Petrol and electricity price hikes are a double blow for stressed consumers
JOHANNESBURG – CONSUMERS will be digging deep into their pockets for petrol and electricity as prices soar to their highest in spite of household income being impacted by the Covid-19 pandemic.
The petrol price breaches the R17 mark today for the first time since late 2018, following hikes of 95 cents and R1 per litre for 93 unleaded and 95 unleaded, respectively.
The depreciation of the rand against the US dollar, from R14.76 to R14.95, led to higher contributions to the basic fuel prices of petrol, diesel and illuminating paraffin. This comes as stiff electricity tariffs kicked off on Thursday after Eskom was granted permission to increase the rate of tariffs by 15.63 percent from April 1.

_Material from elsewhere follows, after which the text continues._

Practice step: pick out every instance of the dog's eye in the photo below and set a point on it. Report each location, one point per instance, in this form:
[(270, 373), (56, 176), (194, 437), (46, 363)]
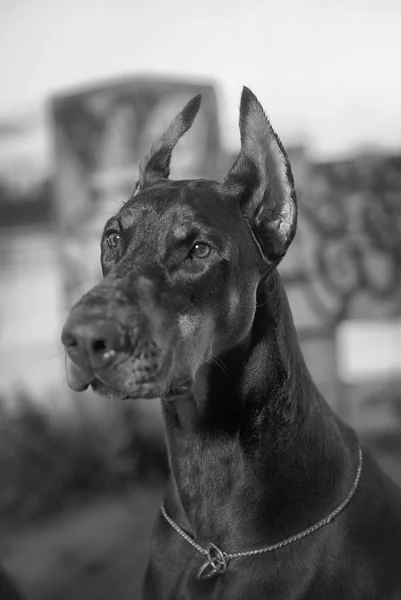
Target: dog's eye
[(112, 239), (200, 250)]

This means an additional 5.44c/ kWh to the standard tariff for Eskom customers for the 2021/22 tariff year, making the aggregate average standard tariff of 134.39c/kWh. The latest research from the National Credit Regulator pointed out that almost half the 27 million credit-active consumers in South Africa were in arrears.
Debt Rescue’s Neil Roets said these increases were likely to push consumers further in debt following a long Easter weekend of travelling and spending.
“These increases, as well as the weakening rand, are definitely no joke, and those consumers who are already embattled with high costs of living will feel this in their pockets this month,” Roets said.
Economists warned early in the year that a surge in global oil prices, coupled with a weaker rand and the introduction of fuel taxes would mean increased costs at the pumps.
The price of oil per barrel has risen more than 30 percent so far in 2021 as demand picked up on global economic recovery.